Mannus Correctional Centre
- Interactive map of Mannus Correctional Centre
- Location: Tumbarumba, New South Wales; 35°47′S 147°58′E﻿ / ﻿35.79°S 147.96°E;
- Status: Operational
- Security class: Minimum (male) Periodic detention centre (males and females)
- Capacity: 164 (full-time)
- Managed by: Corrective Services NSW

= Mannus Correctional Centre =

Australian minimum security prison

Mannus Correctional Centre, an Australian minimum security prison for males, is located 10 km south of Tumbarumba, New South Wales. The centre is operated by Corrective Services NSW an agency of the Department of Communities and Justice of the Government of New South Wales.

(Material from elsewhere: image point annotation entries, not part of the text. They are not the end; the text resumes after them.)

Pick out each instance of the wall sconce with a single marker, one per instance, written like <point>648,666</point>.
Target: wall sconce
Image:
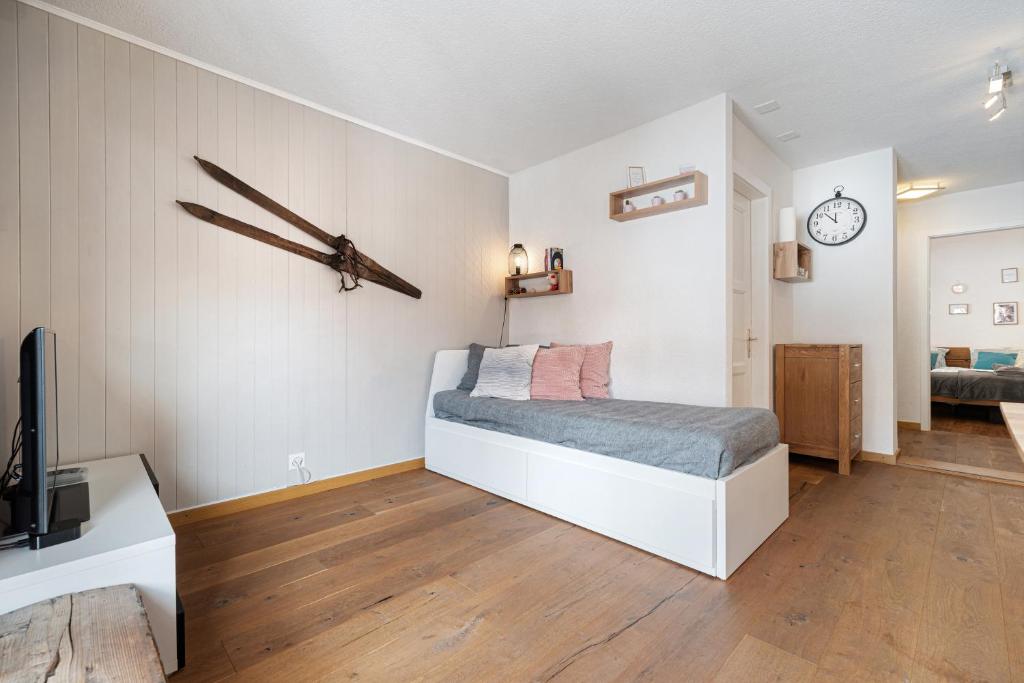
<point>518,260</point>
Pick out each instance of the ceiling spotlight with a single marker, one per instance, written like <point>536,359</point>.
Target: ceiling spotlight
<point>916,191</point>
<point>998,79</point>
<point>1000,111</point>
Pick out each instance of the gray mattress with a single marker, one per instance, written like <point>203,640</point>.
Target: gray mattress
<point>706,441</point>
<point>976,385</point>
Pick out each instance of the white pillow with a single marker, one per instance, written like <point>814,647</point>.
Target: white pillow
<point>506,373</point>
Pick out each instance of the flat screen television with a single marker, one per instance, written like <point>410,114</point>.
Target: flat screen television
<point>46,506</point>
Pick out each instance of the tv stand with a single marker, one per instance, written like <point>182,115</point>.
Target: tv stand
<point>128,540</point>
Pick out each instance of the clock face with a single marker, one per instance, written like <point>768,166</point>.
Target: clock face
<point>837,221</point>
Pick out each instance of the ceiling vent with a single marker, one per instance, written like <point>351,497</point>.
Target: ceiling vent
<point>765,108</point>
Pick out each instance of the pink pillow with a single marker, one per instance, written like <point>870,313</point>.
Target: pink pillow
<point>595,374</point>
<point>556,374</point>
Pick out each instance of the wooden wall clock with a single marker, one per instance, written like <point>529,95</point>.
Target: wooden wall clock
<point>837,220</point>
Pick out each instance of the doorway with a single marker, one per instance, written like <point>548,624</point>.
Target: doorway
<point>750,293</point>
<point>974,283</point>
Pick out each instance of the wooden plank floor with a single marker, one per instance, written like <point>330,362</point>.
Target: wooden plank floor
<point>968,420</point>
<point>962,447</point>
<point>890,573</point>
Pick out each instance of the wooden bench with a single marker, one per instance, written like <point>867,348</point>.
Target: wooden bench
<point>97,635</point>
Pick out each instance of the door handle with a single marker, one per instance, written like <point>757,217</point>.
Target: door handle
<point>749,340</point>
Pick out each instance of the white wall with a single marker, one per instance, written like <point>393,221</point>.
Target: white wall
<point>975,260</point>
<point>656,287</point>
<point>851,296</point>
<point>989,208</point>
<point>213,354</point>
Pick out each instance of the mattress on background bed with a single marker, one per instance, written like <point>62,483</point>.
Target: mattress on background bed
<point>706,441</point>
<point>978,385</point>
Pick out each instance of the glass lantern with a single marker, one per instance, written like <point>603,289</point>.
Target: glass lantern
<point>518,261</point>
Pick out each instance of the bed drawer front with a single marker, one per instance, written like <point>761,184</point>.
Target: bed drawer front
<point>498,468</point>
<point>642,513</point>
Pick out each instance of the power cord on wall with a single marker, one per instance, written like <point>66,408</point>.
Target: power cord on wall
<point>505,317</point>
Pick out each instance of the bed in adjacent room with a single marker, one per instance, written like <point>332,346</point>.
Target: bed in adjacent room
<point>960,380</point>
<point>702,486</point>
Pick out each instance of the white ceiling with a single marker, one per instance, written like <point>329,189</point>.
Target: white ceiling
<point>511,83</point>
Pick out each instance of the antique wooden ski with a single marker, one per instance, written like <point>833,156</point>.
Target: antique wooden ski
<point>346,259</point>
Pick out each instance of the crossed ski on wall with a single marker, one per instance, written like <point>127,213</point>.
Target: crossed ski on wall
<point>346,259</point>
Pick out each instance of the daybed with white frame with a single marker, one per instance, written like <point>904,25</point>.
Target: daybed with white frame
<point>712,525</point>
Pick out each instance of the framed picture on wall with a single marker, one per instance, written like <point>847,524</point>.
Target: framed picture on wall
<point>1005,312</point>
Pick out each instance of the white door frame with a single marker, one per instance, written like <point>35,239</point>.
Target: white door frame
<point>760,196</point>
<point>925,363</point>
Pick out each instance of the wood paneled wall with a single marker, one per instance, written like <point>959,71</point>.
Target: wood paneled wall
<point>213,354</point>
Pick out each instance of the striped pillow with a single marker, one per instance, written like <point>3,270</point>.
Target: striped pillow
<point>556,374</point>
<point>595,374</point>
<point>505,373</point>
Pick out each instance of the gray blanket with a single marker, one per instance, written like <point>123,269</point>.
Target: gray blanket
<point>975,385</point>
<point>706,441</point>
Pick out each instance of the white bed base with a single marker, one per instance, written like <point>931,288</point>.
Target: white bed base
<point>708,524</point>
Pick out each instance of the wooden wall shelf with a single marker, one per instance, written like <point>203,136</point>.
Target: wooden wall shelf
<point>616,200</point>
<point>564,284</point>
<point>790,258</point>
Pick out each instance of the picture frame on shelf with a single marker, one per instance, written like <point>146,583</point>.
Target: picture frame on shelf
<point>636,175</point>
<point>556,258</point>
<point>1005,312</point>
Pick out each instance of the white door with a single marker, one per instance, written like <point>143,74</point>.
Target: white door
<point>741,337</point>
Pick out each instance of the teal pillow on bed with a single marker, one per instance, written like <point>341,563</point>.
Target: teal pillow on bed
<point>988,358</point>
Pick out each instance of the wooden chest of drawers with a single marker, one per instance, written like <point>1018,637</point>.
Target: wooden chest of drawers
<point>818,399</point>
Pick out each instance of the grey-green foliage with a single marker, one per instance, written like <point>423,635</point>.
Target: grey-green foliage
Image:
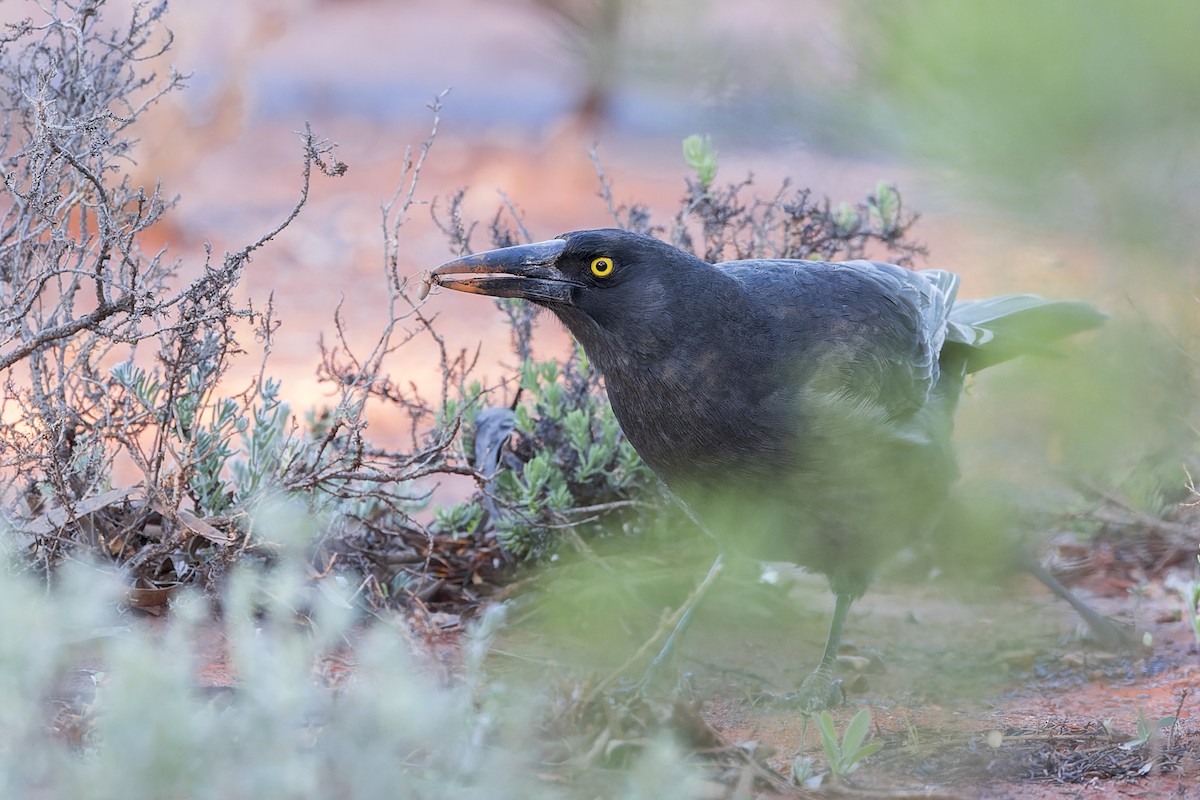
<point>568,456</point>
<point>319,708</point>
<point>701,157</point>
<point>846,755</point>
<point>1079,110</point>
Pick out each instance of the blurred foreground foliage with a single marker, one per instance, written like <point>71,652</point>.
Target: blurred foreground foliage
<point>294,524</point>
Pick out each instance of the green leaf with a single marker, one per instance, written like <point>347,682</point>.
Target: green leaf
<point>701,158</point>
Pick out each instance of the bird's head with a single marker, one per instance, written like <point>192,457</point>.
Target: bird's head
<point>610,287</point>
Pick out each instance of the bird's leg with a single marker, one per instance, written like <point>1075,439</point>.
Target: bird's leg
<point>689,607</point>
<point>821,690</point>
<point>684,621</point>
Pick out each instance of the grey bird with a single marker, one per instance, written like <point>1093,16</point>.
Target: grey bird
<point>808,404</point>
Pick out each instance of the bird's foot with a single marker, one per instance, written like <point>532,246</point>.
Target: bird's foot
<point>819,691</point>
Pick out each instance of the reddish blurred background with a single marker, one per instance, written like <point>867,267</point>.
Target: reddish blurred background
<point>534,85</point>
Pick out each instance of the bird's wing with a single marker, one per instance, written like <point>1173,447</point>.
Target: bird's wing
<point>868,331</point>
<point>924,300</point>
<point>996,329</point>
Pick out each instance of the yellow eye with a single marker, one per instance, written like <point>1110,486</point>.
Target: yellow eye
<point>601,266</point>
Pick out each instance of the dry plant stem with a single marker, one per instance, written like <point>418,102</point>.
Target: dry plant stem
<point>666,629</point>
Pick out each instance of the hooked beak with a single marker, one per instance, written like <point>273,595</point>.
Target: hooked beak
<point>526,271</point>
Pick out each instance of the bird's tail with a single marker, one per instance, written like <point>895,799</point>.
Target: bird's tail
<point>988,331</point>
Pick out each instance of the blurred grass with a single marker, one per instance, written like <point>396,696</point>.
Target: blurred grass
<point>1080,120</point>
<point>1079,114</point>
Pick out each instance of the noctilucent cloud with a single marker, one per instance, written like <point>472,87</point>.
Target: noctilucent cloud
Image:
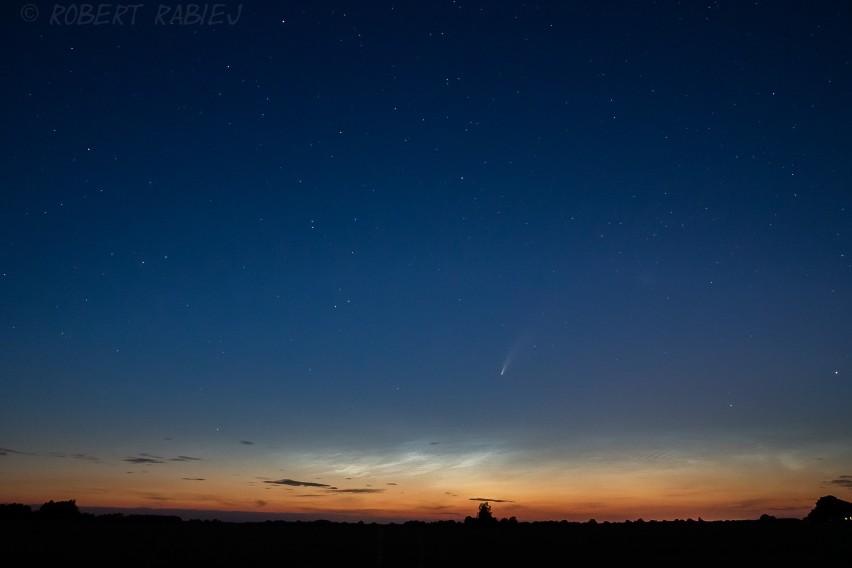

The centre detains sentenced prisoners under New South Wales and/or Commonwealth legislation.

The centre also serves as a weekend periodic detention centre for both male and female inmates who are employed on community projects.

The centre publishes an anthology of poetry, short stories, songs and photographs of art work by the centre's inmates called Authors and Artists of Mannus. The anthology is currently in its sixth edition as of 2010.

On 2 January 2020, 155 inmates from the Centre were evacuated to the Junee Correctional Centre due to the impending fire front from the Dunns Road fire.